I hope I have understood what you are trying to do... If you are trying to show that it achieves the Cramer-Rao Lower Bound then:

1) According to Mathematica there seems to be no closed form solution for the Fisher information, so if it does achieve the bound the variance will have no closed form. Attempting an expression for the variance is not the way forwards...

However

2) from part of a theorem of Amari[1] (I assume others too) if there is to be any unbiased estimator that achieves this bound at all, then it is necessary but not sufficient for

$$\mathbb{E}\left[\frac{\partial^2}{\partial A^2}\log f(x;A)\frac{\partial}{\partial A}\log f(x;A) + \left(\frac{\partial}{\partial A}\log f(x;A) \right)^3\right]= \Gamma^{(m)}(A) = 0$$

which, according to Mathematica, is not zero.
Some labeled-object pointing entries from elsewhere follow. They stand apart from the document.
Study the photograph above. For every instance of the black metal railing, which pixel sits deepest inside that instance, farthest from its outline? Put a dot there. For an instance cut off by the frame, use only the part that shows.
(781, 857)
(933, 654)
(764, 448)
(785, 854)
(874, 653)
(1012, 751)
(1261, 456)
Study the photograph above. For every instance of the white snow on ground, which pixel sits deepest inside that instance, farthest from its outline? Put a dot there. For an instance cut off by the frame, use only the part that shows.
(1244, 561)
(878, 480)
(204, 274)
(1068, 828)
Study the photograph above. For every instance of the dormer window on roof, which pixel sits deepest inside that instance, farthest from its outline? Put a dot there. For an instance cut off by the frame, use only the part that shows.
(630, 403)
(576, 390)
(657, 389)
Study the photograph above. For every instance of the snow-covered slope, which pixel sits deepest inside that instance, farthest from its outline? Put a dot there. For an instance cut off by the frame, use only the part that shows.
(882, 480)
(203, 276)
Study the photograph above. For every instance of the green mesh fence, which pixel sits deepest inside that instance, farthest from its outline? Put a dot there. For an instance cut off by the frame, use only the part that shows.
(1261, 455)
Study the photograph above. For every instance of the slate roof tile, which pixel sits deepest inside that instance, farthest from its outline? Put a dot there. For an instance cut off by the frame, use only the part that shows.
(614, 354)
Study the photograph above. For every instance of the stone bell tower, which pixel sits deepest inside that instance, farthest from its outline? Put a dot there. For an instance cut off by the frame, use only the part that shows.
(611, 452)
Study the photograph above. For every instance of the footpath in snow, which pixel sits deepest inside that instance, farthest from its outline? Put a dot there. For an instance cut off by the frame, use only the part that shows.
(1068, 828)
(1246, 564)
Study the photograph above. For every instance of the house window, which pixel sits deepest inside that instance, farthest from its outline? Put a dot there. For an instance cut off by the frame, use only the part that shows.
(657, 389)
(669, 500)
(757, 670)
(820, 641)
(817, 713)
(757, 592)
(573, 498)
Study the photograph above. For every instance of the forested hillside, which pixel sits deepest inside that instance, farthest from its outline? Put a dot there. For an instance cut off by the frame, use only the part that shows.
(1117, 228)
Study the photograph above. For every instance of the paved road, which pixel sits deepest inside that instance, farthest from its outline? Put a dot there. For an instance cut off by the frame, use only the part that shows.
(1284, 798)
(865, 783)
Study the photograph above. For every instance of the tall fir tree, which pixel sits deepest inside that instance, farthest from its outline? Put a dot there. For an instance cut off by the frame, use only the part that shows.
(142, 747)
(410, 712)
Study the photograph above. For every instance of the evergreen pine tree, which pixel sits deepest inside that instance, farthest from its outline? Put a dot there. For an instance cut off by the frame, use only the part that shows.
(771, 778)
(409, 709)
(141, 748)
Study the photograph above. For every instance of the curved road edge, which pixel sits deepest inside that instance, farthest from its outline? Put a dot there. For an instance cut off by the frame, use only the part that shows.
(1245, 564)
Here's a plot of $\Gamma^{(m)}(A) $ for $\sigma = 1$

Plot of $\Gamma(A) with respect to A$

Another condition (which along with the previous one is sufficient) for the bound to hold in equality is that the distribution belong to an exponential family, i.e. be expressible in the form (for some parameters $\xi_i$)

$$ f(x;\xi)=\exp\left(C(x) + \sum_i \xi_i F_i(x) - \psi(\xi)\right)$$

Which is impossible as it would require expressing the Bessel function $I_0(kAx)$ in the product form $\exp (C(x) - \log x) \exp (\phi(A))$ which you can't.

So, you wont be able to show that $\hat{A}$ reaches the lower bound, because no unbiased estimator of A does. If it is biased (more likely than not) then you should be talking about squared errors, not the variance.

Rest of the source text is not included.